Reusable edge oligos are emitted as CONST_EDGE_5P and CONST_EDGE_3P. These are the preferred order_once oligos and are allowed to be longer than the per-target OE oligos so they can absorb the promoter, start codon, terminator, and any configured terminal tag. In the web UI, the maximum allowed length for these reusable oligos is available under the collapsed Extra settings panel.

Example:

uht-tooling --config .uht-tooling.yaml design-gene-oligos \
  --sequence-fasta data/gene_oligos/target.fasta \
  --input-type protein \
  --target-oligo-length 40 \
  --tag-mode n_his \
  --output-dir results/design_gene_oligos/

If you do not provide a gene_oligos: section in your YAML config, the built-in defaults are used automatically. The workflow auto-detects and removes terminal stop codons from the user input, adds a start codon when an untagged or C-terminally tagged construct lacks one, and inserts an initiating ATG immediately before an N-terminal tag. For protein inputs, host-aware codon optimization is applied automatically before oligo design.

Synthetic gene pool

Design a pooled ordering set for E. coli T7 cell-free protein synthesis where each target is represented by one oligo flanked by shared lift-out handles, and a single reusable primer pair adds the final 5' and 3' constant regions plus optional tags.

Inputs:

--sequence-fasta — FASTA containing one or more GOIs as DNA or protein
--input-type — auto, dna, or protein
--tag-mode — none, n_his, c_his, n_his_flag, or c_his_flag
--include-pullout-primers — include deterministic gene-specific pullout reverse primers; each ordered design will carry a built-in unique index just upstream of the terminator
--output-dir — destination for pool-ordering outputs

Outputs:

synthetic_gene_pool.csv — one pooled oligo per target
synthetic_gene_pool_primers.csv — common forward/reverse lift-out primers, plus optional gene-specific pullout reverse primers
synthetic_gene_pool_ordering.tsv — copy/paste-ready ordering list containing all pool oligos and the common primers
synthetic_gene_pool_instructions.txt — brief workflow guidance

Protein inputs are automatically codon-optimized for E. coli. The pooled oligos are kept short by including only the shared anneal handles, while the reusable common primers contribute the full T7/cell-free 5' and 3' payload. In pullout mode, each ordered design also carries a deterministic built-in unique index just upstream of the terminator; after whole-pool amplification with POOL_CONST_F and POOL_CONST_R, use POOL_CONST_F plus the matching *_PULLOUT_R primer to selectively recover one CFPS-ready construct. The common primers must stay below 100 bp; the workflow fails if the configured constant/tag payload would exceed that limit.

Example:

uht-tooling design-synthetic-gene-pool \
  --sequence-fasta data/synthetic_genes/targets.fasta \
  --input-type protein \
  --tag-mode n_his \
  --include-pullout-primers \
  --output-dir results/synthetic_gene_pool/

Nextera XT primer design

Inputs:

--binding-csv — CSV with a binding_region column (row 1 = i7 forward region, row 2 = i5 reverse region, both 5'→3')
--output-csv — path for the output primer CSV

Outputs:

Single CSV with columns [primer_name, sequence]

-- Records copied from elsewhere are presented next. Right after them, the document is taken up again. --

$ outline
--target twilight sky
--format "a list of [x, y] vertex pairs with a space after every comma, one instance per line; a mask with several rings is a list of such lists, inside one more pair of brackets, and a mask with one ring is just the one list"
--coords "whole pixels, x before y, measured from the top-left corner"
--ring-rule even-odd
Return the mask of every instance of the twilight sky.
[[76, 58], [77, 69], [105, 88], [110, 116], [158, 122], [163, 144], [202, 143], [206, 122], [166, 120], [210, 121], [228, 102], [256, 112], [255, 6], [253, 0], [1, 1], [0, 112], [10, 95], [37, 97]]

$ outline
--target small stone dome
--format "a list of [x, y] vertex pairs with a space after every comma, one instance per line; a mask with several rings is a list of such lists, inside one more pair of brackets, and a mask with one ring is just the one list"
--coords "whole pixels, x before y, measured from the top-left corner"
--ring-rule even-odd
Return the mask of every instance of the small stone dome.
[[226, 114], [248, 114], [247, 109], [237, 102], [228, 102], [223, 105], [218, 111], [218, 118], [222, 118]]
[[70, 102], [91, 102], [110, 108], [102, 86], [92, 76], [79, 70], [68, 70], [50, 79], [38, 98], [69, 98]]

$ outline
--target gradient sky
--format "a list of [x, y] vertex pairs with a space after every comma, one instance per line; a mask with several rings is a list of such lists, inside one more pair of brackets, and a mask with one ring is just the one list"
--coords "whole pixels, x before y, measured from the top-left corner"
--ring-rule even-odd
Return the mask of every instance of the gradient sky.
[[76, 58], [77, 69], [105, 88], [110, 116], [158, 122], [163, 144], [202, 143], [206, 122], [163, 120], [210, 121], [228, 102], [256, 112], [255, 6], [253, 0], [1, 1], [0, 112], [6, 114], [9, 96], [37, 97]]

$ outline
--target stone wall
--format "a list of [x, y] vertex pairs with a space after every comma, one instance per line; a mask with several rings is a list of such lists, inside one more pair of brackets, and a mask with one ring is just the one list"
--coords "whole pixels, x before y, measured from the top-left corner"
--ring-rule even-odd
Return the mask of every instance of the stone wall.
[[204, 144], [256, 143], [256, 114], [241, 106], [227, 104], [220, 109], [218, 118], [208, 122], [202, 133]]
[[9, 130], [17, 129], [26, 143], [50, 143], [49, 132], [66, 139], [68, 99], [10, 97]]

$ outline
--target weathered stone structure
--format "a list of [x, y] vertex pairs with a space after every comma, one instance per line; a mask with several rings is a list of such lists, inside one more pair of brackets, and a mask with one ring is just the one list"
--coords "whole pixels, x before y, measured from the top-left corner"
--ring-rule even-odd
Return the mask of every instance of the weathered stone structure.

Prepare data/nextera_designer/nextera_designer.csv with a binding_region column. Row 1 should contain the forward region, row 2 the reverse region, both in 5'→3' orientation.
Optional: supply a YAML overrides file for index lists/prefixes via --config.

Run:

uht-tooling nextera-primers \
  --binding-csv data/nextera_designer/nextera_designer.csv \
  --output-csv results/nextera_designer/nextera_xt_primers.csv

Primer CSVs will be written to results/nextera_designer/, accompanied by a log file.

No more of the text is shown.